Agentic AI challenges classical Model Risk Management
An agentic system is a composition of an LLM, system prompts, a tool layer, memory, and guardrails, coupled by an orchestration architecture. The primary object of concern is the execution trajectory: a sequence of intermediate reasoning steps, memory accesses, tool invocations, state transitions, and human approvals. Outcomes arise from these trajectories, not from a stable input-output mapping.
Prompt-based guardrails present an illusion of control
Prompt-level guardrails are advisory in nature. They depend on the model's probabilistic compliance instead of rigorous, enforceable constraints within the execution environment. Even when implemented through additional models or rule-based filters, guardrails are themselves components whose reliability must be tested, calibrated, and monitored.
LLM-based verification conflates plausibility with correctness
Many guardrail implementations rely on LLM-based verifiers that operate in the same semantic space as the systems they control. They assess whether an output appears reasonable, not whether it satisfies precise structural, numerical, or policy constraints. Fluently written but incorrect outputs systematically pass such checks.
Static periodic reviews cannot govern dynamic execution trajectories
Traditional model risk management relies on periodic assessment: models are validated prior to deployment and monitored through scheduled reviews using aggregate indicators. But the space of possible execution paths is combinatorially large. Minor variations in phrasing or context can lead to materially different trajectories. Even when aggregate metrics appear acceptable, severe failures may arise on specific trajectories.
Human-in-the-loop fails
Agents operate at machine speed; human review at human speed. Reviewers see final outputs or compressed summaries, not the full trajectory with intermediate reasoning and tool calls. Multi-step workflows with branching decisions generate more context than a human can reliably verify. These limitations do not eliminate human oversight - they change its function toward policy design, threshold setting, and review of monitoring evidence.

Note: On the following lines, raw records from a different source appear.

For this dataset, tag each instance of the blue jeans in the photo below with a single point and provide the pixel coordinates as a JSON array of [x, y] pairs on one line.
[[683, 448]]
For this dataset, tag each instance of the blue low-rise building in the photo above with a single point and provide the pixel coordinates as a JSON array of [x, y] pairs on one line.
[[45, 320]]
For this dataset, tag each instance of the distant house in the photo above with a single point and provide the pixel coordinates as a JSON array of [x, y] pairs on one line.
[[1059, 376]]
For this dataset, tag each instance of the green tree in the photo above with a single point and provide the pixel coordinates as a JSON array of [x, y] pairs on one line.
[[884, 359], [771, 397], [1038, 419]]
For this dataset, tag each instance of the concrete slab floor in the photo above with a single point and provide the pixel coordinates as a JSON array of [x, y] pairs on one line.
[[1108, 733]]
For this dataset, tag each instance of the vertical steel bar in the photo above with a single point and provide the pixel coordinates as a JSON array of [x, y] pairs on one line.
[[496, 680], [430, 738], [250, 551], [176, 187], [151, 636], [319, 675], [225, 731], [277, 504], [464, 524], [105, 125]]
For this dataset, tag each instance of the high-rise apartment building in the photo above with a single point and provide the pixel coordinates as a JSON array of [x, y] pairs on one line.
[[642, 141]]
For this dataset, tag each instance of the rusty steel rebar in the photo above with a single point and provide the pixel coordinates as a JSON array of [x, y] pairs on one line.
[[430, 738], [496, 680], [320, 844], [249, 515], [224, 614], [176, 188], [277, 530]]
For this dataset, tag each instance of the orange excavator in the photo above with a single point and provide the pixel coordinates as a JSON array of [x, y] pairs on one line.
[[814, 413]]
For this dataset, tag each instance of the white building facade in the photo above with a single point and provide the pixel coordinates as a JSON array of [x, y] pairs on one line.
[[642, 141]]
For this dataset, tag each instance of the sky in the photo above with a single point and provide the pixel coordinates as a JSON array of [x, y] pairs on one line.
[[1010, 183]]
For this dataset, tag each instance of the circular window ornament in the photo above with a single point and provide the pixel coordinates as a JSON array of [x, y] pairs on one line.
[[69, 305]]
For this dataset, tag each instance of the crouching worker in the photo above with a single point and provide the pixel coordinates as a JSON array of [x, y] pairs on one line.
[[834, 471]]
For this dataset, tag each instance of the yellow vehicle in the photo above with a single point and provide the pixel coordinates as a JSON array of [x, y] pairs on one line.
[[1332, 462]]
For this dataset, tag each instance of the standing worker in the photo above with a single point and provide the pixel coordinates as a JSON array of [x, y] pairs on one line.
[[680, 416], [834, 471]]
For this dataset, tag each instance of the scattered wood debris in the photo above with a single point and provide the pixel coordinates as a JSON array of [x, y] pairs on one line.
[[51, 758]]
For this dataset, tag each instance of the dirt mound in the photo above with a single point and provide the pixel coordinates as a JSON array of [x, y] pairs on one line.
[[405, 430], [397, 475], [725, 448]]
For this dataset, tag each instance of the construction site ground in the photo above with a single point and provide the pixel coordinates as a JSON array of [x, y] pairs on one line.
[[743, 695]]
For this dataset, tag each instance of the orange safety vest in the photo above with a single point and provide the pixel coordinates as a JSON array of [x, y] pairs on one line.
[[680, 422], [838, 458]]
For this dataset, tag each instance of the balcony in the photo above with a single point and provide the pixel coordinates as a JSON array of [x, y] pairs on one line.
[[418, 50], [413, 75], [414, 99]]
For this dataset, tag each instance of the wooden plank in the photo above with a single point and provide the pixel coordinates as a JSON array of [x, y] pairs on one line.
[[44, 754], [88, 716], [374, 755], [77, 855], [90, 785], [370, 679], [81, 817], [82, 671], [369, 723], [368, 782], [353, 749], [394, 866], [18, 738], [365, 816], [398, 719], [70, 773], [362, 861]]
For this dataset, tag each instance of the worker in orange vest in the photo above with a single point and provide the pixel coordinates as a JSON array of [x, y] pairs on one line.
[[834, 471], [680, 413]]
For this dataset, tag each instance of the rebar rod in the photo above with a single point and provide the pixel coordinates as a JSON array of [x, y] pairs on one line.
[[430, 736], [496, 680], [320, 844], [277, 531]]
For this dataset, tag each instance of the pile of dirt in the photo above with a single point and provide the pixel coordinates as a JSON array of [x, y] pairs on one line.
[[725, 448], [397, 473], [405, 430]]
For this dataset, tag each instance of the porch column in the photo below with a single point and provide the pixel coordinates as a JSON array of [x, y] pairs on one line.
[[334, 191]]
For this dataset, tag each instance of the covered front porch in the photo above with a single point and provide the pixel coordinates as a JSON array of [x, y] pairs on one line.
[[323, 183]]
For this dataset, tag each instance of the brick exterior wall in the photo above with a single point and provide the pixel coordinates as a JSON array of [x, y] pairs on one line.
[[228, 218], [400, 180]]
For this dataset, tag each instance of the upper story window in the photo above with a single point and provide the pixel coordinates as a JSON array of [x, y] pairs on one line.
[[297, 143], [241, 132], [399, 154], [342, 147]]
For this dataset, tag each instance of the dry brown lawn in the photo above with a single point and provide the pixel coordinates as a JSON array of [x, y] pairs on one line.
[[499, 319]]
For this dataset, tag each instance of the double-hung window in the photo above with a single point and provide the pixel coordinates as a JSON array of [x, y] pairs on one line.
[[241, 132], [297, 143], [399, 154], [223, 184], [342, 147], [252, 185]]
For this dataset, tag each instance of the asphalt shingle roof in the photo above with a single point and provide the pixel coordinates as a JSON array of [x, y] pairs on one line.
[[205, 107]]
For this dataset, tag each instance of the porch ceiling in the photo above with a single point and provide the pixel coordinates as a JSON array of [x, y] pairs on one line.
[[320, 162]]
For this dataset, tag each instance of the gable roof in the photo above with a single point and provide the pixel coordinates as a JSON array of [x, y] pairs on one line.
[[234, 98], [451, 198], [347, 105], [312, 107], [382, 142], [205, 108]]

The shift: from periodic review to runtime governance
Runtime governance is real-time monitoring and enforcement of policy over an agentic system's execution trajectory. It encompasses governance-semantic telemetry, continuous authorisation, temporal and path conformance checking, monitoring of trajectory-level drift, and tiered containment when behaviour moves outside approved bounds. The system operates autonomously within governed boundaries but remains continuously subject to intervention - perpetual oversight.